The Artificial Momentum of Paddles

Large paddles create a massive burst of propulsion that can "carry" a swimmer through a dead spot in their timing. This creates a "pulse-and-coast" rhythm that is ineffective over long distances. In no-gear swimming, that momentum evaporates the second you pause.

Owning the Flow

If you can’t maintain a continuous, fluid rhythm without gear, you don't actually "own" your stroke timing—you are simply renting it from your equipment. To achieve optimal timing with gear on, you must first master the ability to remove dead spots when you have nothing but your own rhythm to keep you moving.

Coaching Takeaways

• Stroke timing deserves to be a primary coaching focus.

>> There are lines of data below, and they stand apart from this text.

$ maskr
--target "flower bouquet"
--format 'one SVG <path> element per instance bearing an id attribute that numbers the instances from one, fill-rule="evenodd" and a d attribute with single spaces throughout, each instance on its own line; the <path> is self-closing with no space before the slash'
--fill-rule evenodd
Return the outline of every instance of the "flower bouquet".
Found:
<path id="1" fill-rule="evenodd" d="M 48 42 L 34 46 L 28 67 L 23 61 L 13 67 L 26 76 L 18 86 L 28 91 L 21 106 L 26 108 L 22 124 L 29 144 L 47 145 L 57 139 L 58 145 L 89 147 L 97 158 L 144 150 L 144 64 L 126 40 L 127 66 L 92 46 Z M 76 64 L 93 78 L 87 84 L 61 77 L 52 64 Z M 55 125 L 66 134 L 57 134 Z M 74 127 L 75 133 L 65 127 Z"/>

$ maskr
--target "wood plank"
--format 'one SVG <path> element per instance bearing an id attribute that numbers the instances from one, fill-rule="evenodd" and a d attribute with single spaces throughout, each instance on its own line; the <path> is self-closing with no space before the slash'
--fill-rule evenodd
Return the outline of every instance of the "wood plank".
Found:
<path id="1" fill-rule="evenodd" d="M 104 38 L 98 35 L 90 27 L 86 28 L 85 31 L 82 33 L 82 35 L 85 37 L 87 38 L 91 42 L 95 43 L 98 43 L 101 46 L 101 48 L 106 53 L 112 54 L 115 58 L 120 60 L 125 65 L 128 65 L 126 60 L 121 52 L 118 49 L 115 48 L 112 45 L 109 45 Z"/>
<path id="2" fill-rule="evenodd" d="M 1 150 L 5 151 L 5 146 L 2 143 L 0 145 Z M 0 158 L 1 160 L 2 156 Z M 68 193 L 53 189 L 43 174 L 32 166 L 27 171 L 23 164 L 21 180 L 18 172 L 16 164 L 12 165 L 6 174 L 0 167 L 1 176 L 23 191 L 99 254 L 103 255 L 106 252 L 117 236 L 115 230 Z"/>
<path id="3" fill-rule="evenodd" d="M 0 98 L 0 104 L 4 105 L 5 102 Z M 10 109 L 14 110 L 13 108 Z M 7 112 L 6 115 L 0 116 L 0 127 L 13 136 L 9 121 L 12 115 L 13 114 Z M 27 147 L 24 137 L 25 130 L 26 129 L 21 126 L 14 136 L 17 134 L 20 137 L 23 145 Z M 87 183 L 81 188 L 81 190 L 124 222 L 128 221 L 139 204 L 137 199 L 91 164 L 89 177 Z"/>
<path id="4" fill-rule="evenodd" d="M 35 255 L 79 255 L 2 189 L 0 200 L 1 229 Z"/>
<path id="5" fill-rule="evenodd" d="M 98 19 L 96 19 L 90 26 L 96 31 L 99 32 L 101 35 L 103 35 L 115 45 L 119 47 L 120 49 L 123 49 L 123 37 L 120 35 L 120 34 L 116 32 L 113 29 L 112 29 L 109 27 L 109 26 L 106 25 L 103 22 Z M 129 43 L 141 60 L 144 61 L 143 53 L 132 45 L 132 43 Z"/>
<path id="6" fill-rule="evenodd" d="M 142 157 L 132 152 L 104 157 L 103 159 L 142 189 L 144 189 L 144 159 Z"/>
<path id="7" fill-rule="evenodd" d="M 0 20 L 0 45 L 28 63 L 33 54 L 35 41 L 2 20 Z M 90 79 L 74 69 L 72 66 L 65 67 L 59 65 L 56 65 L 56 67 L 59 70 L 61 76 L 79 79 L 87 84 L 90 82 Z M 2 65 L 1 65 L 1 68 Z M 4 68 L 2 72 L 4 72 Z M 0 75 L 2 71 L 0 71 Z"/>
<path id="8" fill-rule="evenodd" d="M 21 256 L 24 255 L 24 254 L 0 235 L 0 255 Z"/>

• Low stroke rates are a stress test for timing.

• No-gear swimming is the diagnostic lab; paddles are the final exam.

• Kicktastics and Swingers are "Timing-Fragile"—they must learn to maintain flow when gear removes their natural rhythm.

• Bigger paddles magnify timing issues if continuity isn't solid.

If you can’t maintain flow when time stretches, you don’t fully own your stroke timing yet.

Final Thought

Paul’s article explains how swimmers drift into timing problems. Stroke rate and equipment explain when those problems become obvious. Together, they offer a practical, non-judgmental way to understand one of the most misunderstood parts of freestyle.

If stroke timing has ever felt slippery—either to feel or to coach—start with Paul’s piece. Everything else builds from there.